When the Mist Cleared at Willow Creek
When the Mist Cleared at Willow Creek
3:47AM. My thermos of bitter diner coffee trembled in the cup holder as the truck bounced down the gravel road. Through the fogged windshield, Willow Creek's silhouette emerged like a sleeping giant - its surface so still I could hear spinnerbait blades clicking against my tackle box with every pothole.
The first cast sliced through dawn's silver veil. I always start with a topwater lure here, chasing that heart-stopping moment when bass erupt through mirrored surfaces. But today the water remained stubbornly smooth. My wrists grew sore from fan-casting the coontail beds, each retrieve trailing ghostly spirals of algae.
'Should've brought the waders,' I muttered when my third jig head snagged on submerged timber. The sun climbed higher, baking the aluminum boat seat until it burned through my jeans. I was debating giving up when a sudden gust rippled the water - not from wind, but from a massive tail slap near the north bank.
Adrenaline sharpened my movements.

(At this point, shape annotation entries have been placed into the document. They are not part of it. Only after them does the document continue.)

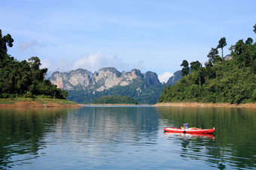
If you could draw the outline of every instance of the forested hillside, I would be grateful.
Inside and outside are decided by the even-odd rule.
[[[256,33],[256,24],[254,26]],[[198,61],[183,61],[179,82],[166,87],[159,103],[202,102],[245,103],[256,101],[256,43],[253,39],[239,40],[231,46],[231,57],[223,57],[226,38],[212,48],[205,67]],[[218,49],[221,49],[221,56]]]
[[[47,68],[40,69],[40,59],[32,57],[29,61],[17,61],[8,55],[8,46],[14,39],[8,34],[2,35],[0,29],[0,98],[33,97],[38,95],[65,99],[68,93],[44,79]]]

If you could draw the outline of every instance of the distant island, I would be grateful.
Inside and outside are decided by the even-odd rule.
[[[137,105],[138,102],[126,96],[105,96],[94,100],[93,104],[132,104]]]
[[[256,33],[256,24],[254,28]],[[231,54],[224,58],[225,46],[226,38],[222,37],[217,47],[210,50],[205,67],[198,61],[189,64],[184,60],[182,78],[172,86],[165,87],[158,103],[254,103],[256,43],[251,37],[239,40],[229,49]]]

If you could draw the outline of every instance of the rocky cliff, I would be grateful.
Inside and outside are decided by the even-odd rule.
[[[160,84],[155,73],[148,71],[142,73],[137,69],[120,73],[114,67],[102,68],[94,73],[84,69],[72,70],[69,73],[54,72],[50,77],[50,81],[64,90],[93,89],[97,91],[117,85],[128,85],[135,81],[144,82],[148,85]]]

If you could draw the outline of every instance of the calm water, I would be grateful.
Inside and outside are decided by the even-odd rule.
[[[163,131],[185,122],[216,132]],[[0,169],[255,169],[255,109],[0,109]]]

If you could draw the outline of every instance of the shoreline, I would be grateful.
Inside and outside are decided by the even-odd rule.
[[[215,108],[251,108],[256,109],[256,103],[230,104],[230,103],[158,103],[152,105],[154,107],[215,107]]]
[[[63,103],[61,103],[63,102]],[[45,100],[21,100],[21,101],[12,101],[6,100],[0,103],[0,109],[2,108],[79,108],[81,107],[76,103],[65,103],[66,100],[61,102]]]
[[[138,104],[138,105],[136,105],[136,104],[78,104],[81,106],[151,106],[151,105],[147,105],[147,104]]]

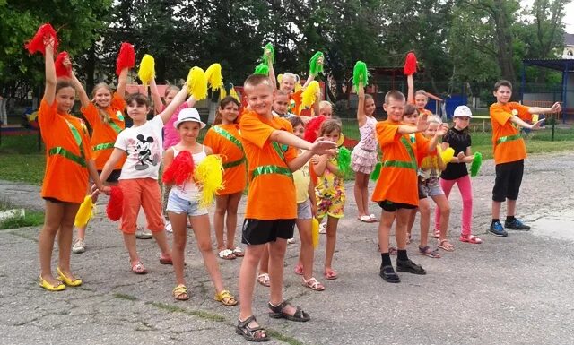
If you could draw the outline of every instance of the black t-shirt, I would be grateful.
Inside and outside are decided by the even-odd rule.
[[[466,131],[458,131],[455,127],[449,128],[448,132],[442,137],[442,142],[448,142],[448,145],[455,150],[455,158],[460,152],[466,153],[466,148],[471,146],[470,135]],[[456,160],[455,160],[456,161]],[[440,178],[454,180],[468,175],[466,163],[448,163],[447,168],[440,174]]]

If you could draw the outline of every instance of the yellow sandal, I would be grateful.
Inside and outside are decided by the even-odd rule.
[[[218,302],[222,302],[223,306],[233,306],[237,305],[237,298],[235,298],[229,290],[222,290],[222,292],[215,294],[213,299]]]
[[[62,280],[65,285],[71,286],[71,287],[78,287],[82,285],[82,280],[78,278],[74,280],[69,279],[62,272],[59,267],[56,269],[56,272],[57,272],[57,277],[56,277],[56,279],[58,280]]]

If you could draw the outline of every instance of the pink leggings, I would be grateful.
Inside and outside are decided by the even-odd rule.
[[[470,176],[466,175],[455,180],[445,180],[440,178],[440,186],[445,192],[445,196],[448,199],[450,190],[455,184],[458,185],[460,195],[463,198],[463,235],[471,234],[471,222],[473,220],[473,188],[470,184]],[[437,208],[434,215],[434,229],[440,229],[440,210]]]

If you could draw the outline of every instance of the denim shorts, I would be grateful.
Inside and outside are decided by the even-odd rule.
[[[207,214],[207,209],[199,207],[199,202],[196,200],[186,200],[176,195],[174,193],[170,192],[170,197],[168,197],[168,206],[166,211],[174,212],[177,214],[187,213],[189,217],[203,216]]]
[[[303,203],[297,204],[297,219],[298,220],[310,220],[313,218],[313,212],[311,212],[311,201],[307,199]]]

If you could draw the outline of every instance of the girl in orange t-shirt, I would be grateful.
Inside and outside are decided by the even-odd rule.
[[[85,125],[69,114],[75,101],[75,90],[68,80],[57,81],[54,44],[54,38],[44,39],[46,89],[38,121],[48,157],[41,191],[46,200],[46,216],[39,233],[39,286],[48,291],[60,291],[66,286],[82,285],[70,269],[70,249],[74,220],[88,188],[88,175],[99,190],[108,193],[109,187],[104,189],[96,171]],[[57,234],[59,261],[57,278],[54,278],[51,260]]]
[[[111,91],[109,86],[100,82],[94,86],[90,100],[88,94],[72,71],[72,82],[80,95],[82,108],[80,111],[91,127],[91,150],[96,163],[98,173],[101,173],[106,161],[114,151],[114,142],[117,134],[126,128],[124,121],[124,110],[126,109],[126,82],[128,68],[124,68],[117,78],[117,90],[116,93]],[[117,185],[117,179],[122,171],[125,158],[120,160],[106,182],[110,185]],[[90,192],[88,192],[90,193]],[[83,253],[86,248],[85,234],[88,224],[78,227],[78,235],[72,251],[75,254]]]
[[[213,126],[207,131],[204,139],[204,145],[210,147],[214,154],[222,155],[223,159],[224,189],[215,197],[213,228],[219,257],[226,260],[243,256],[241,248],[234,244],[237,211],[247,183],[245,153],[238,124],[239,107],[239,102],[233,97],[227,96],[222,99]],[[225,226],[227,241],[223,238]]]

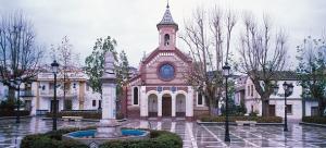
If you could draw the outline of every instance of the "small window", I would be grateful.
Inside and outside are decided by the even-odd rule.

Line hissed through the guides as I sent a creature bait arcing toward the commotion. Two hops. A pause. Then the rod nearly jerked from my hands as something primal surged toward deep water. For seven breathless minutes, 10lb fluorocarbon sang against rocks and roots until finally, gleaming in the sunlight, emerged the largest smallmouth I'd ever seen - its bronze flanks scarred from a hundred battles.
As I released the warrior back into the tannin-stained water, a breeze carried away the morning haze. Sometimes the creek doesn't give up its secrets until you've paid enough in sweat and doubt.